El chico comprendió cuál era la gracia de aquel juguete y le dedicó su interés. Su madre, tranquila al ver que Miguel no se comería ninguna pieza, marchó de vuelta a colocar paquetes y preparar la comida. Para su sorpresa pudo comprobar que el niño iba uniendo piezas, se levantaba, se entretenía un ratito con algún otro juguete y volvía a su mapa por trocitos. Tocó la hora de la comida y, como Miguel era dormilón sólo por la noche, la hora de la siesta la dedicó a terminar su obra maestra. Cuando papá llegó de trabajar no podía creer que su "enano" no sólo había superado aquel reto, sino que había ejercitado una paciencia y perseverancia totalmente inesperadas.
Desde entonces no volvió a plantearse el hacer ningún otro puzzle y eso que los Reyes Magos le trajeron alguno que otro pero ninguno cuajó.
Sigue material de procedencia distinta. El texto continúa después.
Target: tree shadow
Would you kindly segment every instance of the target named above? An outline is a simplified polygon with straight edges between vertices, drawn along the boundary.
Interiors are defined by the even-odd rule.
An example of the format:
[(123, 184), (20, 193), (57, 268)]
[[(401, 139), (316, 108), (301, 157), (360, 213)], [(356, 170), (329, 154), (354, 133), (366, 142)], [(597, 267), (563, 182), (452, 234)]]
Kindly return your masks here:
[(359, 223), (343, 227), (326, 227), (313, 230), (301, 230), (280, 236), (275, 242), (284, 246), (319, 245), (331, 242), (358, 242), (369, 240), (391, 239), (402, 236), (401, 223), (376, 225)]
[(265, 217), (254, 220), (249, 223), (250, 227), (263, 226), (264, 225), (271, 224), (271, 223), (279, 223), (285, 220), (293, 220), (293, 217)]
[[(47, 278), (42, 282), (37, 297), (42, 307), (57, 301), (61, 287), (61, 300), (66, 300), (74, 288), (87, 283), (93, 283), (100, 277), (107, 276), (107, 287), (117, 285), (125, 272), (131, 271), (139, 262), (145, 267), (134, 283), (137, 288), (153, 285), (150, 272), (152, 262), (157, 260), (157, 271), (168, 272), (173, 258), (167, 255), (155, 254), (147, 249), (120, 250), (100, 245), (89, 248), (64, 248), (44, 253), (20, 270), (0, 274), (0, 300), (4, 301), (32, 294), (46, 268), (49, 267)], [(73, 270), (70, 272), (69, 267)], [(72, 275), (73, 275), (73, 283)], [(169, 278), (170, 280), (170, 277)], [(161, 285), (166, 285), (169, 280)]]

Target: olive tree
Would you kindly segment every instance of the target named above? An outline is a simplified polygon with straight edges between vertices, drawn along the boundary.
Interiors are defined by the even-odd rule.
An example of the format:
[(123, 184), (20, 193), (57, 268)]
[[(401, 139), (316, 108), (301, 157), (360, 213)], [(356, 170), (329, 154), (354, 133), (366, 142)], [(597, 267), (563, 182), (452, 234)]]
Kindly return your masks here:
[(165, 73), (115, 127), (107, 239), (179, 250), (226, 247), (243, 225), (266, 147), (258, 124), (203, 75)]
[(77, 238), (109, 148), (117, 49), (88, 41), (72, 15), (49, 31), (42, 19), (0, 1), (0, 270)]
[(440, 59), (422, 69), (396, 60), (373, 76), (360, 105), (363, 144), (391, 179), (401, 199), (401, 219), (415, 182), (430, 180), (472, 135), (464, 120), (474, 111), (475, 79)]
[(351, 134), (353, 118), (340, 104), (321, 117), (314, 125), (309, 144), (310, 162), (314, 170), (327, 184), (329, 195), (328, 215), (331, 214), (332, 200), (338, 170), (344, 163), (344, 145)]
De vez en cuando, en las ocasiones en que su madre disfrutaba montando uno, se acercaba y le ponía una o dos piezas.
Diecisiete años después convocan un concurso de Puzzleando, la excusa perfecta para unir fuerzas: una madre que no tenía pareja para ir al concurso y un hombretón que le ha encontrado la gracia a buscar su hobby perdido.
_________________________________________________
Por un momento he vuelto 17 años atrás con mi "enano". Espero que os haya gustado. Son cosas que pasan.